Movement creates balance. Not rest.
Macro markets crash
My startup lived inside the crypto cycle. I learned this the hard way: customers reacted to Bitcoin’s price faster than they reacted to our product. Revenue moved with the market, not with our roadmap.
Illustration of plans being disturbed by the weather, generated by Google Imagen 4
I underestimated how dominant the macro tide is. You can be building well, shipping fast, growing steadily, and the entire environment can still turn against you in a single week.
A surfer once told me:
If you get stuck in a wave, don’t fight it. Let it tumble you. Fighting burns oxygen you need later.
That became the right mental model for volatile markets.
- You can’t out-plan a macro cycle.
- You can’t out-work it.
- You can’t stabilise something the entire system is destabilising.
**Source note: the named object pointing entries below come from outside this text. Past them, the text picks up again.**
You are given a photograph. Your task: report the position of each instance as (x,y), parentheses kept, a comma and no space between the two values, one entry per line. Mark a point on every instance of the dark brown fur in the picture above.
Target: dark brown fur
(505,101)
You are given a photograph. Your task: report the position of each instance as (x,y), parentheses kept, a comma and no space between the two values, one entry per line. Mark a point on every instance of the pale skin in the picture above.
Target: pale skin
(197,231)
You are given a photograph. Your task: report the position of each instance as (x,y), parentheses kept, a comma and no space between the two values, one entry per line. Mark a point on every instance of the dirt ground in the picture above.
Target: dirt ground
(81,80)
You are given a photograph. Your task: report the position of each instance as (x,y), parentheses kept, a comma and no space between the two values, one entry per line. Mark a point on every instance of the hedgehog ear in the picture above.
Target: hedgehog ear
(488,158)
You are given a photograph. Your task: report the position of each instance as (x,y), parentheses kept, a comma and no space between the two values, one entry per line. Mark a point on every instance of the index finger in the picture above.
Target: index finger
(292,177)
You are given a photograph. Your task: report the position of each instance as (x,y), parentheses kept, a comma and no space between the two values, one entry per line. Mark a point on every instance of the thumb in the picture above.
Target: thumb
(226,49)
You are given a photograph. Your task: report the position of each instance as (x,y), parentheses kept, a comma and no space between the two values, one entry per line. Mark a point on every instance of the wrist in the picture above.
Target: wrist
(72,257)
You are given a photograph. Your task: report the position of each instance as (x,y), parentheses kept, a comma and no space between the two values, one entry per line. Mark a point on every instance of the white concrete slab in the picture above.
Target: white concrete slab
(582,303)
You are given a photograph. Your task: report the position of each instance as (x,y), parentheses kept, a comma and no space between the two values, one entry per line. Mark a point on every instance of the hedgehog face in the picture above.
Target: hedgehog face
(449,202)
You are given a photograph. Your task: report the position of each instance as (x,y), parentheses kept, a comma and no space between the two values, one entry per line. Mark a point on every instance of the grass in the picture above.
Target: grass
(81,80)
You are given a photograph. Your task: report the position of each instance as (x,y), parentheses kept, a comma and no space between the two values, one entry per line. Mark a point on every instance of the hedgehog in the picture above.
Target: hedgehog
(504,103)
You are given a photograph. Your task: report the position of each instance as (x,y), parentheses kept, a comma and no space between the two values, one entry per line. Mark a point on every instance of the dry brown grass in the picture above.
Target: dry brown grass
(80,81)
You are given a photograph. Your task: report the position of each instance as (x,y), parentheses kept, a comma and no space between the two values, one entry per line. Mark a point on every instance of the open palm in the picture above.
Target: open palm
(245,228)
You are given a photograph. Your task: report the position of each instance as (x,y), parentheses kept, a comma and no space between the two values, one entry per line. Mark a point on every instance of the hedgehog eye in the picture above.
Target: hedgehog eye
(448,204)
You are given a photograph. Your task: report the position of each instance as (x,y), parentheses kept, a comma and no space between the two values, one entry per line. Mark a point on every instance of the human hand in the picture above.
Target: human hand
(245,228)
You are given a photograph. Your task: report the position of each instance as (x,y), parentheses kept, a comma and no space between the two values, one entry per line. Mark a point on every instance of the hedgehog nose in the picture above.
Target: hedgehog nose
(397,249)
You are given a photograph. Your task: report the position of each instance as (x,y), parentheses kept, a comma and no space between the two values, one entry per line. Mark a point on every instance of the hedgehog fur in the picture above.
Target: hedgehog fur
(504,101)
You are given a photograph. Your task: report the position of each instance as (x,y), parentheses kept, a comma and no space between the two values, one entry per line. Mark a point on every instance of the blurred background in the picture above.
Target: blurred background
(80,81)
When the wave turns, let it throw you around. When it calms, get back to paddling.
Raising capital
Most founders treat fundraising like a milestone. It isn’t. It’s a commitment that rewires the entire psychology of the company.
If you’re building something truly deep-tech with long R&D cycles and low probability of early revenue, capital makes sense. But for most internet companies, the biggest cost has always been building the product. That cost collapsed with modern AI tools. What used to take a team of five now takes a focused individual.
The truth I learned late:
- If you haven’t hit product–market fit, capital doesn’t accelerate you.
- It just increases the pressure to pretend you’re progressing.
Having a steady job or savings is a much cleaner way to fund the early stage. You retain your pace, your ownership, and your ability to make honest decisions.
Managing money
The moment you take external money, your relationship with cash changes. It stops being “your” money and becomes fuel for a system you’re responsible for keeping alive.
- Learn the basics of accounting
- Maintain your books
- Model of monthly expenses
- Know your runway and cash in hand
- Record everything that goes in and out
While building fast it's easy to misplace a few thousand dollars. All it takes is one missed contractor invoice.
Fear of loss of software engineer lifestyle
Most software engineers get used to a certain rhythm: good gyms, good gear, travel, conferences, flexible hours. It becomes normal.
When you start a company, that stability disappears.
The routines that kept you healthy and sharp suddenly compete with fires, customers, and cash flow. I didn’t realise how much of my confidence came from those habits: consistent training, good sleep, a clean schedule.
Losing them didn’t feel dramatic, just gradual. But over time it affects how you think, work, and make decisions. Founding a company forces you to live below the lifestyle you could have had as an engineer. It’s temporary, but the adjustment is real.
If you go in expecting comfort, you’ll break.
Don't let your health and social circle collapse
I took the company too seriously. I felt responsible for the money, the customers, the expectations. That tunnel vision cost me two years of my life.
I stopped going out. Stopped meeting people. Stopped doing anything that wasn’t “progress.” My world shrank to a home office and a laptop.
The collapse wasn’t sudden. It was quiet. Worse sleep. No dating life. No new friendships. Days blending into each other because nothing existed outside work.
By the time I noticed, most of the damage was already done. Before shutting down, I forced myself to fix it, rebuild routine, reconnect, get healthy again. It worked, but it shouldn’t have reached that point.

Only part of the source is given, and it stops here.